Inspired by CocoWalk, the Shops at Sunset Place dwarfs its mentor in size, weighing in five times larger than the Grove mall. Instead of a 16-screen multiplex, it boasts 24 screens, plus a giant IMAX. The record store is a Virgin Megastore, the shoe store a NikeTown. The Barnes & Noble bookstore is larger than many public libraries. The mall cost $150 million to build, more than $6 million of which went toward special effects, such as fake lightning and rain at the enormous Wilderness Grill.

Outside that same theme restaurant stands the mall's signature, a giant, shady banyan tree, completely artificial -- just like everything else here. The center of the mall is a CocoWalky staircase accented by a waterfall. Sheets of water cascade over painted cement rocks decorated with plastic ivy. One colleague calls Sunset Place the Heart of Shopping Mall Darkness. Another dubs it the Death Star.

To the I-Team, however, it is nirvana. Whatever good feelings they had for BeachPlace have evaporated like so many fake raindrops. They run into the GameWorks, an arcade that transcends the puny equivalent at Riverfront. And it's open, unlike the GameWorks at Sawgrass Mills. From there they rocket over to Esprit clothing. Gabriella loves the Virgin Megastore. Vania is asked what stores she likes the best. "All of them!" she exclaims.

This is the best mall they have ever been to. They can't envision a better place to be anywhere on the planet. "I like everything," Michelle says. "The stairs, the architecture, the way it looks. Um, the shops. It has bigger stores," she continues, her eyes catching a pack of young scrubs hanging outside the movie theater. "And better guys!"

The I-Team decides it could easily spend an entire day here. Unfortunately the clock on the wall says it's 6:15 p.m., which is 15 minutes after we promised to have the girls home. Although we did secure an extension to 7 o'clock, we need to hurry if we're going to make CocoWalk. Without time even to check out the bathrooms, and against their will, the I-Team is herded up the stairs to the sixth floor of the parking garage. The minivan waits, its engine still warm.

As we drive to the Grove (after paying our $6 parking for 30 minutes), we run through the checklist:

Johnny Rockets? Check!
Guy with parrot? No.
Guy with snakes? No.

Could you see yourself spending four or five hours here on a Friday night aimlessly walking around? Check!

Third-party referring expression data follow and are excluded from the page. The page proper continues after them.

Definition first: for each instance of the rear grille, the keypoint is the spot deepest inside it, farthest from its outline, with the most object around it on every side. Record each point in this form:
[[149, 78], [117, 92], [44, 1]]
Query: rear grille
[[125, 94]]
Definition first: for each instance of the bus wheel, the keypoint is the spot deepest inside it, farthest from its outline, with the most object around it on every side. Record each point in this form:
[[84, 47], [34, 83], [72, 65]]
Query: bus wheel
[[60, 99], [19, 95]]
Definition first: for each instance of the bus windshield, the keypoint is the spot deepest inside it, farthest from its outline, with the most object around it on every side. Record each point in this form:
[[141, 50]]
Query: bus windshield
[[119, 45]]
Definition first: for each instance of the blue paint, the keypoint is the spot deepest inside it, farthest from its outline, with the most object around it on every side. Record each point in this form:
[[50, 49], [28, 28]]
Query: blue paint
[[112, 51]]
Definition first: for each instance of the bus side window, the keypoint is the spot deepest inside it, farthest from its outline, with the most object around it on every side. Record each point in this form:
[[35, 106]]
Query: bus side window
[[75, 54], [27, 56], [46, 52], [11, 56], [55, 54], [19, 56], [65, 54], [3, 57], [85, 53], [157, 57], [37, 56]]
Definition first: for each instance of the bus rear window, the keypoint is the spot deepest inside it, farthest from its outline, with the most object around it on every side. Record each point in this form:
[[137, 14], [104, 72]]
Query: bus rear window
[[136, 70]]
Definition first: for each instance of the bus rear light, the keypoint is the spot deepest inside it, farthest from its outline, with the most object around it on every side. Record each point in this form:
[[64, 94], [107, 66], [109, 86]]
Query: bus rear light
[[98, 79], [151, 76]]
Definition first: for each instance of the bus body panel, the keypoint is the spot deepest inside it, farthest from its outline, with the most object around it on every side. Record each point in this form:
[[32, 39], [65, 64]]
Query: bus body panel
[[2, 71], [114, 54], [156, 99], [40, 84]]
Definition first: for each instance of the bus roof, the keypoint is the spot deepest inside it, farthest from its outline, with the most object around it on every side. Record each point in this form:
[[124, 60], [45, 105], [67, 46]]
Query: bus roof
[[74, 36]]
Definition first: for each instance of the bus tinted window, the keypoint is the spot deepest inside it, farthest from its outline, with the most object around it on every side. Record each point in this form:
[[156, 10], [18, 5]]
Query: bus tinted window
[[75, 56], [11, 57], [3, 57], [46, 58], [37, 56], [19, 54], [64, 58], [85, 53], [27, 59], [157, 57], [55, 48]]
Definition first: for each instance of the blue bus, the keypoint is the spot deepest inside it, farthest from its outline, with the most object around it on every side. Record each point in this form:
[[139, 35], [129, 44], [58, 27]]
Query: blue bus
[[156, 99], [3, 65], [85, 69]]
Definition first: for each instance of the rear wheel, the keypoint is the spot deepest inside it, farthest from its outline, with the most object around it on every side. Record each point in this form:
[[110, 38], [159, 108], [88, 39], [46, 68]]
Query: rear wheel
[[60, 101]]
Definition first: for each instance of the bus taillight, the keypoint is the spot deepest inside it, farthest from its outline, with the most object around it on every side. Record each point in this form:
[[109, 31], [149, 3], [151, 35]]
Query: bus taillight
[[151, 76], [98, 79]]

Outrageously expensive parking? Check!
Is this the heart and beat of South Miami? Check!
Is it the most fun under the sun, the most fun under the stars? Check!

The Mothership
Parking at CocoWalk has never been a picnic either, but we find a meter with 17 minutes still on it, which is all we have time for anyway. The girls are told to get out, to check out the mall, and to be back before we get a ticket.

It's a tall order. The dinner-and-a-movie crowd has arrived, and CocoWalk is bustling. All the restaurants, from Cafe Tu Tu Tango on the second floor to the faceless Italian restaurant in the courtyard, are full. Packs of suntanned students cruise past a scruffy gent carrying a parrot on his shoulder. A man tries to sell sweet-smelling roasted almonds to basketball player Latrell Sprewell, who is strolling through the mall with his New York Knicks teammate Marcus Camby.

The fragrance of the almonds, the trill of the cell phones, the cheesy Mediterranean architecture: It is all somehow comforting. All the components we've been searching for are here. A Cheesecake Factory? Check! A Coco Gelato? Check! A Gap, a Banana Republic, and a Hooters? Check, check, and check again! Yet more praise for the live music; it's a pan-flute duo instead of flamenco guitar, but we won't quibble. Compared with the other fake CocoWalks, the fake town center that is CocoWalk actually appears to be an authentic town center. As ersatz as it may be, CocoWalk is an original.